Erdogan is seeking to drum up support for his Islamist-rooted AK Party in March 31 local elections by presenting the attack as part of an assault on Turkey and Islam more broadly.

At weekend election rallies he showed video footage of the shootings which the gunman had broadcast on Facebook, as well as extracts from a "manifesto" posted by the attacker and later taken down.

Deputy Prime Minister Winston Peters protested on Monday that such politicisation of the massacre "imperils the future and safety of the New Zealand people and our people abroad, and it's totally unfair."

The accused gunman, a self-avowed white supremacist from Australia, livestreamed video of much of the attack and wrote in his 72-page manifesto that it was a strike against Muslim "invaders."

The manifesto references Turkey and the minarets of Istanbul's famed Hagia Sophia, now a museum, that was once a church before becoming a mosque during the Ottoman empire.

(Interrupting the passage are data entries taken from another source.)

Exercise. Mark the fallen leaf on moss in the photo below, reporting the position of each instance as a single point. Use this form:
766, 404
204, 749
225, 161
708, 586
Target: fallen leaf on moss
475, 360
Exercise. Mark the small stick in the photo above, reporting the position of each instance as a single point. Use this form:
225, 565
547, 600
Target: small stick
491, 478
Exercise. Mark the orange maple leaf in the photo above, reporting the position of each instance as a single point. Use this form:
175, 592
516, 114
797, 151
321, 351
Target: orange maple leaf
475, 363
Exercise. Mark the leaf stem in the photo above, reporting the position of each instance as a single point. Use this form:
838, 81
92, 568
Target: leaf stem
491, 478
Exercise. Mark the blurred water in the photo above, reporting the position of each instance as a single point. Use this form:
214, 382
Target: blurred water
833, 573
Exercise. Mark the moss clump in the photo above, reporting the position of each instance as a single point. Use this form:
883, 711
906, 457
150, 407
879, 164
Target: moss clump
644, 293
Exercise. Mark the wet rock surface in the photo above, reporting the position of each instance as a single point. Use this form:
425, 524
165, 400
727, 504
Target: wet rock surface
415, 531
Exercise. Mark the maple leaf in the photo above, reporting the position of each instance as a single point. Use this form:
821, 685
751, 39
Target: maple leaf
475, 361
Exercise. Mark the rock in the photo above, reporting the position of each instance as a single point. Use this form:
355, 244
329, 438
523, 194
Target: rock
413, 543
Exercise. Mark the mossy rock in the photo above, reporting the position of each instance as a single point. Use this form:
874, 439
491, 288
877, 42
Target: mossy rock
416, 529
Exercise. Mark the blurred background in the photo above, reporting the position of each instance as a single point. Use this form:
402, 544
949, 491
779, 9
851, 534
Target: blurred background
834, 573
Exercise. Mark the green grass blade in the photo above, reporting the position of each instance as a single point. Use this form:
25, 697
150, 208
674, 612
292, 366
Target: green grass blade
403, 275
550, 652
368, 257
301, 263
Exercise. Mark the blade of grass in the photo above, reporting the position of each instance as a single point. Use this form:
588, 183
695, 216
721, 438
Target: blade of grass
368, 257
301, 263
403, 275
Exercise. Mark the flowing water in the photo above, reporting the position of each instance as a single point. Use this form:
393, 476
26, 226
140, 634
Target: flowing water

New Zealand authorities moved quickly to try to stop the spread of the shooter's video, warning that anyone sharing the footage faced prosecution, and Facebook removed the images from hundreds of thousands of its pages.

But at weekend campaign events, Erdogan projected the video and repeatedly referenced the attack, which he portrayed as a sign of rising Islamophobia that the West has ignored.

"This is not an isolated event, it is something more organised," he said during a campaign event on Monday in Canakkale in western Turkey.

"They are testing us with the message they are sending us from New Zealand, 16,500 km (10,250 miles) from here."

Erdogan did not project the video at the Monday event.

Peters said he had complained directly to visiting Turkish Vice-President Fuat Oktay and Foreign Minister Mevlut Cavusoglu.

"We made it very clear that we oppose terrorism in whatever shape and form it might be and that we are for a free and open society," Peters said he told the Turkish officials.

"We had a long dialogue on the need for any other country, or Turkey for that matter, to ensure that our country, New Zealand, was not misrepresented," he told a press conference.

"We did not start or bring about this disaster and they clearly understood that," he said.

Peters announced on Tuesday that he would be travelling to Turkey this week at Istanbul's request to attend a special meeting of the Organisation of Islamic Cooperation.

Speaking of the upcoming OIC meeting in Istanbul, Peters said: "This important event will allow New Zealand to join with our partners in standing against terrorism and speaking up for values such as understanding and religious tolerance."

"We are very clear that the terrorist attack in Christchurch, committed by a person who is not a New Zealander, is utterly contrary to our core beliefs," he said.

But Erdogan on Tuesday doubled down on his earlier comments by calling on New Zealand to restore the death penalty for the gunman, warning that Turkey would make the attacker pay for his act if New Zealand did not.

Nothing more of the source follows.